Ученики младших классов проходили мимо, бросая на них испуганные и восхищенные взгляды. Сторож гимназии, когда старшеклассники пришли рано утром, помогал им в шинельной снимать шинели, чего раньше никогда не делал.

Начался первый урок, преподаватели, стараясь не взглянуть в сторону старшеклассников, прошли в классы, двери классов закрылись. Наконец появился гимназический инспектор и, подойдя к толпе старшеклассников, первый поклонился им, не дожидаясь их поклона, и робко предложил пройти в физический кабинет. Когда все расселись за столы, инспектор долго молчал, а потом, опустив глаза, как-то невнятно, слегка запинаясь, сказал, что сегодня занятия отменяются, но к завтрашнему дню класс приведут в порядок и хорошо бы спокойно приступить к занятиям, так как скоро выпускные экзамены.

Инспектор вчера вечером присутствовал на собрании преподавателей, на котором обсуждалось все произошедшее. Собрание затянулось до поздней ночи. Никто не хотел говорить. А у тех, кто говорили, не получалось сказать ничего определенного. Только один из преподавателей высказал мысль, что молодые люди, совершившие такой из ряда вон выходящий поступок, просто устали за несколько лет обучения и исполнения правил, порой бессмысленных и довольно стеснительных и даже жестоких для просвещенного юношества, и если вдуматься, часто противоестественных и препятствующих свободному развитию, и это в какой-то мере объясняет их выходку, конечно же, некрасивую и безобразную, но тем не менее, вполне понятную.

Директор гимназии – ему оставалось два года до пенсии – только несколько раз повторил: «Всем нам не поздоровится. И надо же этому случиться именно сейчас!» – и уже сегодня утром велел привести разгромленный класс в порядок и попросил инспектора обратиться к старшеклассникам с просьбой успокоиться, продолжить занятия и готовиться к выпускным экзаменам.

Выходя из физического кабинета, инспектор вдруг остановился на пороге и сказал, не опуская глаз и не запинаясь, просто, как взрослый взрослым: «Что случилось, то случилось, и уж лучше и для вас, и для нас об этом не болтать».
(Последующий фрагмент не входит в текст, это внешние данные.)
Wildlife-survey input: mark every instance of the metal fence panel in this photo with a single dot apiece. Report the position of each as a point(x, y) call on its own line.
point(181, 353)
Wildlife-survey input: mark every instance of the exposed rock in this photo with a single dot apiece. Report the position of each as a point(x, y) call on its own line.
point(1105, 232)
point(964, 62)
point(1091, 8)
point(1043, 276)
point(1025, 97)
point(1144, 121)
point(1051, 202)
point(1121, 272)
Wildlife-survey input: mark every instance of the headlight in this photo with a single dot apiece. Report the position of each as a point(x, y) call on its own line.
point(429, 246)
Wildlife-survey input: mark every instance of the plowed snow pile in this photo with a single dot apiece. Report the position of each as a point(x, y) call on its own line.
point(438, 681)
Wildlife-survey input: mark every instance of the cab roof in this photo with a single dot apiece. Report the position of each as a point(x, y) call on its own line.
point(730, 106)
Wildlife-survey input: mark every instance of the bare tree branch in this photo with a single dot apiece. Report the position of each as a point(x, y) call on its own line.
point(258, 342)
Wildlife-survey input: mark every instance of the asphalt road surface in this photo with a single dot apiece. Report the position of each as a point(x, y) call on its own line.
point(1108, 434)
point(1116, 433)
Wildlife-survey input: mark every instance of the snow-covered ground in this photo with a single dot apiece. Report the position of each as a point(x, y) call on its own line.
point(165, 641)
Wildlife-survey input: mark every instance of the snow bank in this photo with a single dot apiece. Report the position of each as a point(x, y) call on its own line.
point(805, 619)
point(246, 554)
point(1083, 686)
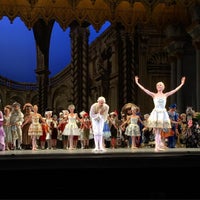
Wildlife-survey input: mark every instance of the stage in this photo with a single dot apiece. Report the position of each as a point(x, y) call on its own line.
point(113, 174)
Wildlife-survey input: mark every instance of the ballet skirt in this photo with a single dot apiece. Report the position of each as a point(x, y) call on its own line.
point(159, 117)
Инспектор гимназии ошибся. Всем – и ему, и гимназистам стало не лучше, а хуже.

Инспектора гимназии спустя несколько лет убили в толпе беженцев в Крыму. А гимназисты тоже почти все погибли в годы гражданской войны и в эмиграции. А те, кто не погиб, с горечью вспоминали то, что случилось в гимназии.

А тот бывший гимназист, который первый начал громить классную комнату, часто не спал ночами и корил себя, и никак не мог понять, почему это вдруг ему показалось, что ворот гимназической куртки давит ему шею так, что невозможно терпеть и сдерживать себя, и он расстегнул верхнюю пуговицу, хотя это и не полагалось делать по правилам поведения. «Ах, Боже мой, – думал он бессонными ночами, – ну что стоило потерпеть! И почему не нашлось никого, кто строго наказал бы меня, да и всех нас за тот бессмысленный и беспощадный бунт, дикое и безудержное буйство! Ведь стоило только одернуть нас и мы бы пришли в себя и умопомрачение не охватило бы нас окончательно».

Его отчаяние понятно. Доподлинно известно, что, когда гимназисты на следующий день собрались в коридоре гимназии у двери разгромленного накануне класса, отрезвление еще было возможно и Россию и их самих еще возможно было спасти.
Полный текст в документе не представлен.